Дата 9 декабря 1879 г. называлась в его многочисленных анкетах начиная с 1921 г.[89 - Там же. С. 134.], а после празднования 50-летнего юбилея Сталина в 1929 г. утвердилась как официальная. Зачем Сталину понадобилось изменить год своего рождения? Ответ можно было бы легко свести к той мысли, что политическая обстановка в конце 1928 г. не благоприятствовала юбилейным торжествам, тогда как год спустя, в конце 1929 г., они оказались очень кстати и стали своего рода этапом в закреплении Сталина у власти. Но ведь неверная дата появилась значительно раньше. Как указывают авторы статьи о времени рождения Сталина, анкеты партийных съездов и конференций заполнялись депутатами собственноручно, но вопреки общепринятому порядку Сталин сам этого не делал, его анкеты написаны регистраторами или помощниками[90 - Китаев И., Мошков Л., Чернев А. Когда родился И. В. Сталин. С. 134.]. Быть может, тогда и появилась не замеченная сразу ошибка, которая затем переносилась из анкеты в анкету, пока не оказалась весьма кстати в 1929 г.?
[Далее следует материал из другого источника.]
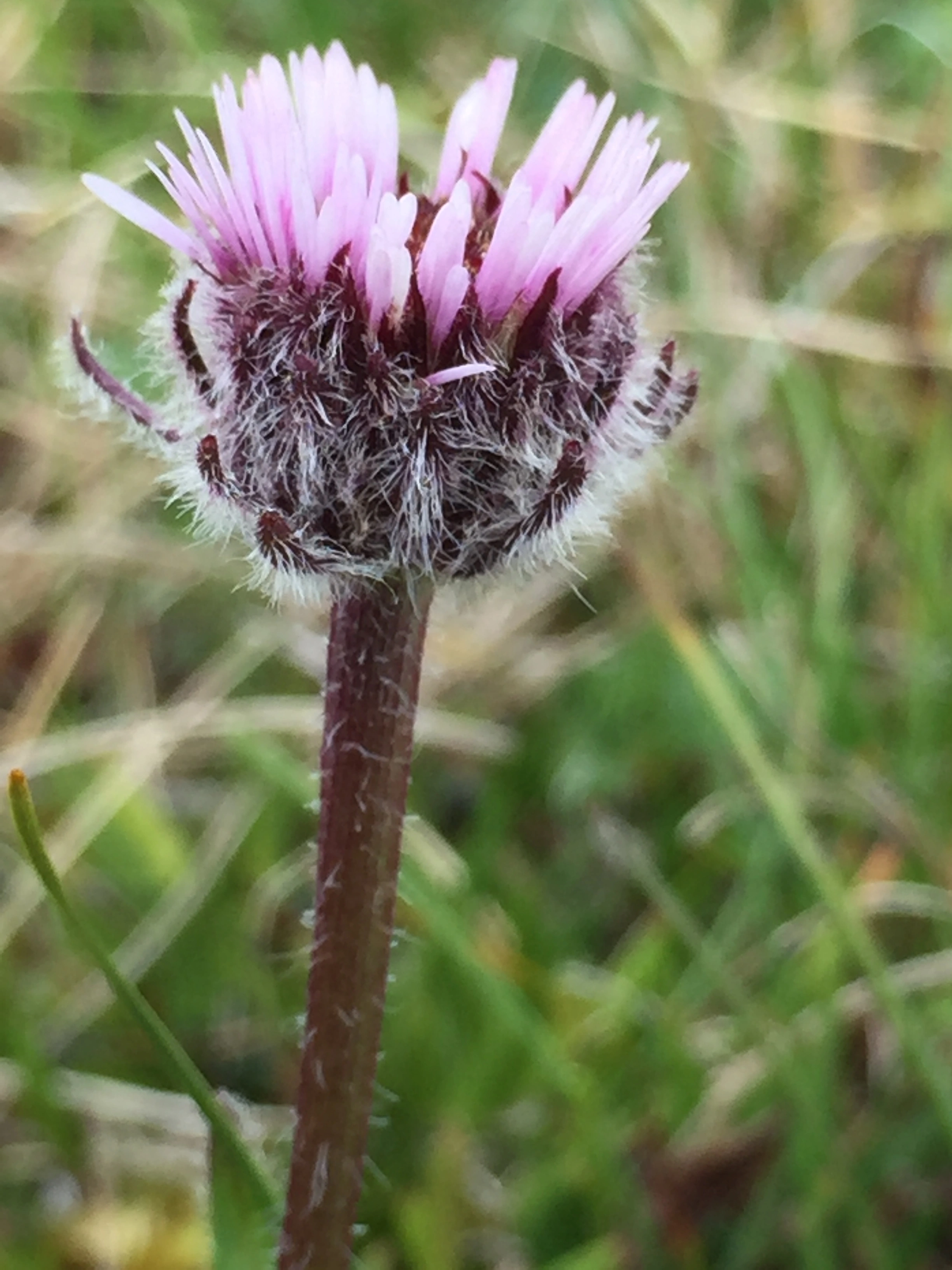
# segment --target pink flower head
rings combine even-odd
[[[206,518],[297,584],[538,550],[693,401],[673,345],[642,348],[619,277],[687,165],[650,174],[640,114],[599,150],[614,99],[578,81],[503,187],[514,80],[496,60],[459,98],[429,196],[397,177],[391,89],[339,43],[287,72],[265,57],[240,95],[225,79],[221,152],[176,112],[188,160],[160,145],[166,170],[150,166],[184,226],[84,178],[185,258],[169,343],[189,409],[159,427],[74,325],[81,368],[184,460]]]

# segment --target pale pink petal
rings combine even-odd
[[[495,371],[491,362],[466,362],[463,366],[448,366],[446,371],[434,371],[433,375],[424,376],[428,384],[438,387],[440,384],[454,384],[457,380],[468,380],[471,375],[486,375]]]
[[[503,135],[518,64],[498,57],[485,79],[472,84],[453,107],[439,160],[433,197],[448,198],[463,177],[473,196],[482,193],[479,175],[489,177]]]
[[[454,264],[443,279],[435,318],[430,316],[430,338],[434,349],[438,349],[449,334],[449,328],[453,325],[468,290],[470,271],[465,264]]]
[[[390,251],[376,226],[367,249],[364,288],[368,304],[368,325],[371,330],[376,331],[381,318],[390,309],[390,301],[393,295],[393,268]]]
[[[510,290],[513,265],[524,241],[531,212],[532,190],[526,182],[513,178],[476,276],[480,309],[490,321],[503,316],[518,292],[518,286]]]
[[[454,265],[462,263],[471,224],[470,187],[465,180],[458,180],[449,201],[433,217],[433,225],[416,262],[416,282],[432,324],[438,318],[446,277]]]
[[[124,220],[131,221],[132,225],[137,225],[146,234],[161,239],[174,251],[182,251],[183,255],[192,257],[193,260],[198,258],[198,244],[185,230],[179,229],[168,216],[162,216],[161,212],[150,207],[149,203],[137,198],[136,194],[131,194],[128,189],[123,189],[122,185],[117,185],[113,180],[107,180],[105,177],[96,177],[89,171],[84,173],[83,184],[90,194],[95,194],[102,203],[112,207],[114,212],[118,212]]]

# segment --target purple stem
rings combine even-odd
[[[330,620],[307,1015],[278,1270],[347,1270],[373,1100],[430,591],[350,582]]]

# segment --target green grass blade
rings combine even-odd
[[[253,1209],[253,1222],[268,1227],[278,1213],[279,1196],[270,1177],[249,1151],[237,1126],[221,1106],[215,1090],[202,1076],[183,1046],[152,1010],[142,993],[117,969],[99,936],[81,913],[74,908],[60,883],[37,818],[27,777],[19,770],[10,772],[10,808],[17,831],[37,876],[76,945],[99,966],[118,1001],[136,1019],[165,1059],[170,1074],[195,1101],[212,1132],[217,1158],[227,1160],[232,1190],[239,1179],[245,1194],[245,1210]],[[213,1187],[215,1190],[215,1187]],[[216,1222],[217,1226],[217,1222]],[[237,1262],[228,1262],[228,1266]],[[250,1265],[250,1264],[249,1264]]]

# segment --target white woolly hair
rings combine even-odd
[[[400,330],[369,339],[347,273],[315,295],[187,268],[143,330],[161,429],[135,423],[132,436],[162,457],[202,537],[245,541],[249,580],[274,599],[320,599],[335,578],[566,560],[607,532],[693,401],[673,345],[636,331],[640,276],[630,262],[567,320],[555,279],[501,333],[471,309],[435,368],[494,370],[432,385],[433,349],[419,331],[416,344]],[[116,413],[88,373],[69,380],[84,405]]]

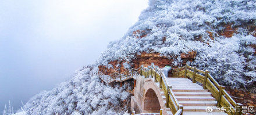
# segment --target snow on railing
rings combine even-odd
[[[122,82],[131,78],[137,77],[139,71],[140,71],[140,67],[136,69],[131,69],[130,70],[126,70],[122,73],[113,73],[110,75],[105,75],[101,71],[98,71],[98,76],[105,82],[109,84],[112,82]]]

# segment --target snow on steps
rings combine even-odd
[[[206,112],[208,106],[215,106],[217,102],[211,92],[201,86],[184,78],[166,78],[166,81],[172,86],[178,103],[183,105],[183,114],[226,114],[224,112]]]

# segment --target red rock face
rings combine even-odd
[[[151,65],[151,63],[154,63],[155,65],[159,67],[163,67],[166,65],[171,65],[173,61],[172,59],[167,57],[160,56],[160,53],[147,53],[142,52],[140,55],[136,55],[136,58],[132,60],[134,64],[133,68],[138,68],[143,65],[144,67]]]
[[[233,34],[234,34],[234,30],[231,27],[231,25],[227,24],[225,26],[225,28],[222,33],[221,34],[221,35],[224,35],[227,38],[232,37]]]
[[[115,60],[108,63],[109,65],[110,66],[109,67],[100,65],[98,67],[99,68],[99,70],[103,74],[110,75],[114,73],[122,73],[125,71],[126,70],[123,67],[123,63],[126,62],[126,61],[123,60]],[[129,63],[127,62],[127,63],[129,64]],[[112,65],[111,67],[111,65]]]
[[[197,52],[195,51],[189,52],[189,53],[181,53],[181,58],[183,60],[182,64],[184,65],[187,61],[193,61],[195,58]],[[132,63],[130,65],[132,68],[137,69],[141,65],[144,67],[151,65],[151,63],[154,63],[155,65],[158,66],[159,67],[164,67],[165,66],[170,66],[173,67],[177,67],[172,64],[173,62],[173,59],[168,57],[161,56],[159,53],[147,53],[146,52],[142,52],[141,55],[136,55],[135,58],[131,60],[131,62],[127,62],[127,63]],[[176,56],[177,58],[177,56]],[[126,70],[123,67],[123,63],[126,62],[122,60],[115,60],[109,62],[113,67],[106,67],[105,66],[99,66],[99,70],[104,74],[110,75],[115,72],[122,73]]]

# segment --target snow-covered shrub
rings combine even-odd
[[[50,91],[42,91],[24,106],[27,114],[116,114],[128,110],[123,101],[129,94],[122,88],[101,83],[92,75],[95,70],[84,68],[74,78]]]
[[[141,52],[172,57],[193,50],[198,55],[191,64],[211,70],[225,84],[240,87],[255,81],[255,56],[248,46],[255,44],[255,39],[244,25],[256,26],[255,1],[150,0],[149,5],[123,38],[109,43],[98,64],[131,62]],[[237,34],[232,38],[219,36],[225,24],[239,27]],[[138,30],[147,30],[147,35],[138,38],[140,35],[133,33]],[[207,31],[212,33],[214,40]],[[182,61],[180,56],[174,60],[176,65]]]

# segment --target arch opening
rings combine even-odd
[[[160,103],[157,94],[152,89],[149,89],[145,95],[144,110],[148,113],[159,113]]]

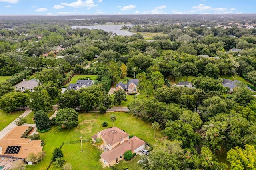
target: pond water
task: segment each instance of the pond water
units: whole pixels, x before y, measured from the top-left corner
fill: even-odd
[[[109,32],[112,31],[113,33],[120,36],[131,36],[133,34],[130,31],[126,30],[122,30],[121,28],[124,25],[131,26],[134,25],[123,24],[123,25],[94,25],[93,26],[72,26],[72,28],[76,29],[78,28],[85,28],[90,30],[92,29],[102,29],[105,31]]]

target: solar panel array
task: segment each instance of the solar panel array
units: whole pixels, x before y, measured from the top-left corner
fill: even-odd
[[[8,146],[5,154],[18,154],[19,153],[21,146]]]

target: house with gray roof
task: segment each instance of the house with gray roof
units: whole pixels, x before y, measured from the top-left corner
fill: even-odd
[[[232,81],[232,80],[229,80],[228,79],[223,79],[222,83],[222,84],[224,87],[229,87],[230,89],[229,93],[233,93],[234,89],[235,87],[237,87],[238,85],[240,83],[241,81],[237,80]],[[246,88],[252,91],[255,91],[248,86],[246,86]]]
[[[37,79],[32,79],[30,80],[25,80],[16,84],[14,86],[15,90],[20,90],[22,92],[26,90],[29,90],[30,91],[32,92],[34,91],[34,88],[37,87],[39,83],[39,81]]]
[[[139,83],[138,79],[130,79],[127,84],[123,83],[120,81],[119,83],[116,84],[116,91],[121,89],[128,93],[137,93],[137,86]]]
[[[81,88],[92,86],[94,83],[94,81],[90,80],[89,78],[88,78],[88,80],[78,80],[75,84],[70,84],[68,87],[68,90],[72,89],[75,91],[78,90]]]

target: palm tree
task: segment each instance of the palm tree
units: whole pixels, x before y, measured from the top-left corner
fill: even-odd
[[[233,74],[232,75],[232,77],[233,77],[233,80],[236,80],[236,79],[238,77],[239,77],[239,75],[238,73],[236,72],[234,72]]]
[[[98,146],[100,148],[100,146],[102,144],[103,141],[101,138],[97,138],[95,140],[95,144]]]
[[[154,122],[152,123],[152,126],[151,127],[152,129],[155,130],[155,134],[154,136],[154,138],[156,138],[156,129],[158,129],[160,127],[160,125],[157,122]]]
[[[115,115],[110,115],[110,120],[113,122],[113,127],[114,127],[114,122],[115,122],[116,121],[116,116]]]

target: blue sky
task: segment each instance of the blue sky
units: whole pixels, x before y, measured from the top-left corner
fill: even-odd
[[[0,0],[0,14],[88,15],[256,13],[256,0]]]

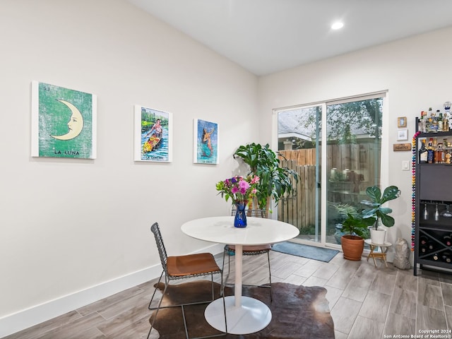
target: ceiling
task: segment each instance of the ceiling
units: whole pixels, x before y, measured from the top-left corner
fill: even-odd
[[[452,25],[451,0],[128,1],[257,76]]]

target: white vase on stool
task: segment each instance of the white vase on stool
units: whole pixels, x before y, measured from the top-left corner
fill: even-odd
[[[370,239],[372,242],[372,244],[383,244],[385,243],[385,240],[386,238],[386,230],[379,227],[377,230],[375,230],[375,227],[371,227],[370,230]]]

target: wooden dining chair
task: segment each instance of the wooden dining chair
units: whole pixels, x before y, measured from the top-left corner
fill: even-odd
[[[235,215],[235,210],[232,210],[231,213],[232,215]],[[248,217],[256,217],[256,218],[267,218],[266,210],[247,210],[246,216]],[[270,300],[273,301],[271,295],[271,269],[270,267],[270,250],[271,249],[270,244],[265,244],[263,245],[247,245],[242,247],[243,256],[257,256],[259,254],[267,254],[267,260],[268,262],[268,280],[270,282],[268,285],[249,285],[242,284],[243,286],[254,286],[259,287],[270,288]],[[225,250],[223,251],[223,265],[222,270],[225,269],[225,257],[227,254],[227,275],[225,278],[225,286],[227,282],[227,278],[229,278],[229,273],[230,272],[230,263],[231,256],[235,254],[235,246],[234,245],[225,245]]]
[[[222,296],[223,299],[223,308],[225,311],[225,326],[226,328],[226,333],[227,333],[227,324],[226,323],[226,309],[225,304],[225,295],[222,292],[223,289],[223,271],[218,267],[218,265],[215,261],[213,256],[210,253],[200,253],[196,254],[189,254],[186,256],[168,256],[167,254],[167,251],[165,248],[165,244],[163,244],[163,239],[162,237],[162,234],[160,233],[160,230],[158,226],[157,222],[155,222],[150,227],[151,232],[154,234],[154,237],[155,237],[155,243],[157,244],[157,249],[158,249],[158,253],[160,256],[160,261],[162,262],[162,267],[163,268],[163,270],[162,271],[162,274],[160,275],[160,278],[158,280],[158,282],[155,285],[155,289],[154,290],[154,292],[153,296],[150,298],[150,302],[149,302],[149,306],[148,308],[150,310],[155,309],[155,314],[154,314],[154,318],[153,319],[152,323],[150,325],[150,330],[149,330],[149,333],[148,334],[148,338],[150,338],[150,333],[153,328],[154,323],[155,322],[155,319],[157,319],[157,314],[160,309],[169,308],[169,307],[182,307],[182,315],[184,318],[184,326],[185,328],[185,335],[186,339],[189,339],[189,332],[186,326],[186,320],[185,319],[185,313],[184,310],[184,307],[189,305],[195,305],[198,304],[208,304],[209,302],[213,302],[215,299],[215,293],[213,288],[213,275],[214,274],[220,274],[221,275],[221,285],[220,289],[220,295]],[[162,280],[162,277],[165,275],[165,288],[162,293],[162,297],[160,297],[160,300],[158,302],[158,305],[157,307],[151,307],[151,304],[153,302],[153,299],[154,299],[154,296],[155,295],[155,292],[157,290],[157,287],[160,280]],[[201,277],[205,275],[210,275],[210,280],[212,282],[212,299],[206,301],[201,302],[190,302],[186,304],[171,304],[170,306],[164,306],[162,307],[162,301],[165,296],[165,292],[167,292],[167,289],[168,287],[168,285],[170,281],[175,280],[179,279],[184,279],[189,278],[195,278],[195,277]],[[214,335],[208,335],[201,338],[213,338],[220,335],[225,335],[226,333],[217,334]],[[201,338],[197,338],[201,339]]]

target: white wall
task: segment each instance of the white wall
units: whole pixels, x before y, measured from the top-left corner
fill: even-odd
[[[258,133],[255,76],[125,1],[1,7],[0,337],[160,274],[155,221],[172,254],[208,246],[180,226],[228,213],[215,184]],[[30,157],[33,80],[97,95],[96,160]],[[135,104],[173,114],[172,163],[133,162]],[[220,165],[193,164],[194,118]]]
[[[411,143],[422,110],[444,111],[444,102],[452,101],[451,36],[452,28],[444,29],[260,78],[260,142],[272,141],[273,109],[388,90],[389,142],[382,155],[388,183],[402,196],[389,203],[396,224],[387,237],[410,243],[412,172],[402,171],[402,161],[411,165],[412,153],[393,152],[393,144]],[[397,141],[398,117],[408,118],[408,141]]]

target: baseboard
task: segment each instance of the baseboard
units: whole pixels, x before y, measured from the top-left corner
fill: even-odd
[[[215,244],[197,252],[222,252],[224,245]],[[96,286],[35,305],[0,318],[0,338],[6,337],[71,311],[88,305],[110,295],[158,278],[162,266],[158,264],[99,284]]]

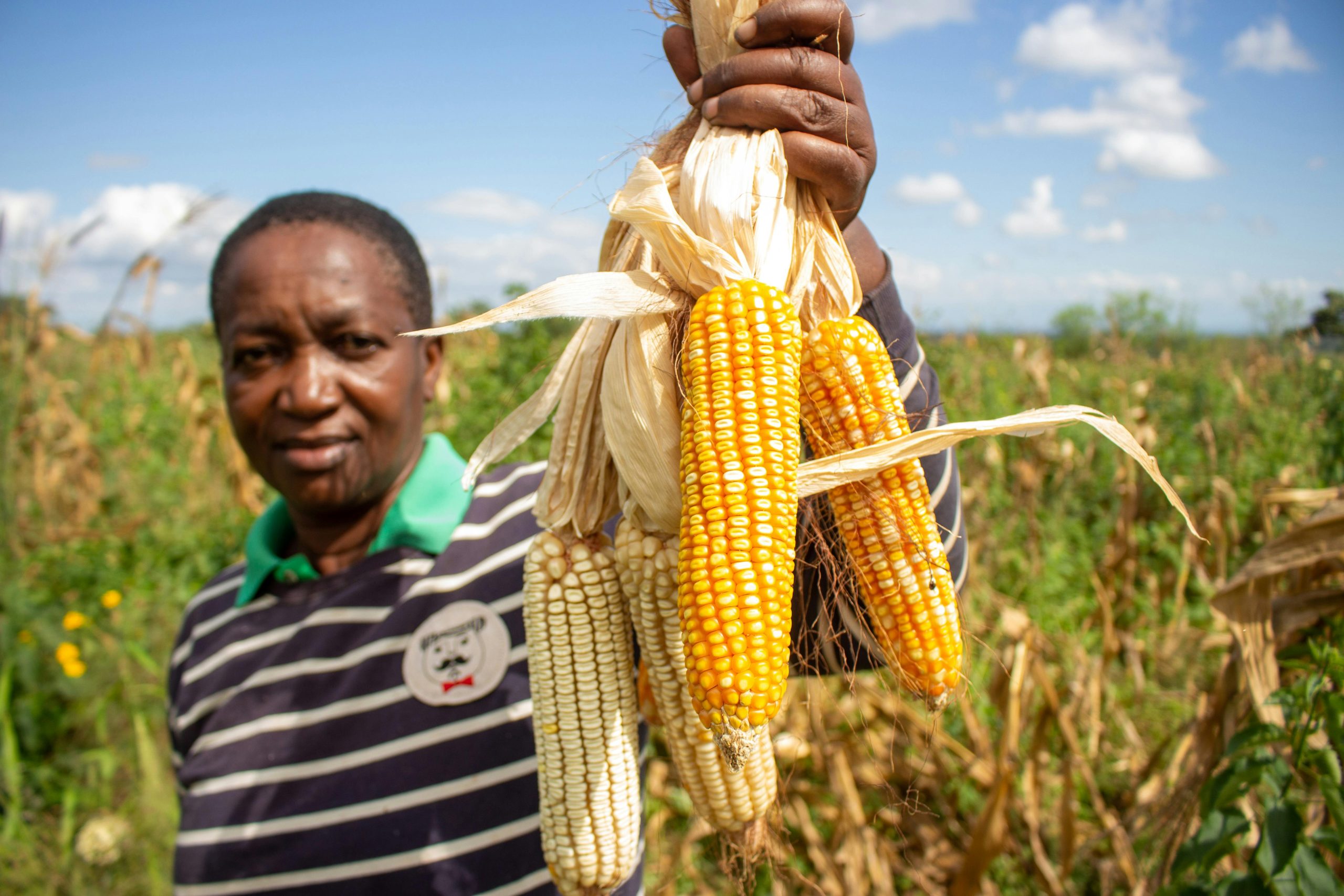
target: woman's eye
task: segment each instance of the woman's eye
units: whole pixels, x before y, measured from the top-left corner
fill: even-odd
[[[234,352],[234,364],[239,367],[255,367],[270,357],[270,348],[266,345],[241,348]]]
[[[378,341],[358,333],[344,333],[336,337],[336,347],[349,355],[366,355],[378,347]]]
В полицейском делопроизводстве Российской империи на арестованных и ссылаемых революционеров заполнялись специальные формы с анкетными данными, источником для которых служили, по-видимому, слова самого обвиняемого. Затем эти данные могли быть использованы в других документах, таких как розыскной циркуляр, «список о состоящих под гласным надзором» и т. п. Нами обнаружены десять документов такого рода, содержащих указание на возраст И. Джугашвили. Кроме того, имеются показание его матери Е. Г. Джугашвили и воспоминание сольвычегодской квартирной хозяйки. Единообразия сведений о годе рождения Иосифа Джугашвили в этих документах не наблюдается.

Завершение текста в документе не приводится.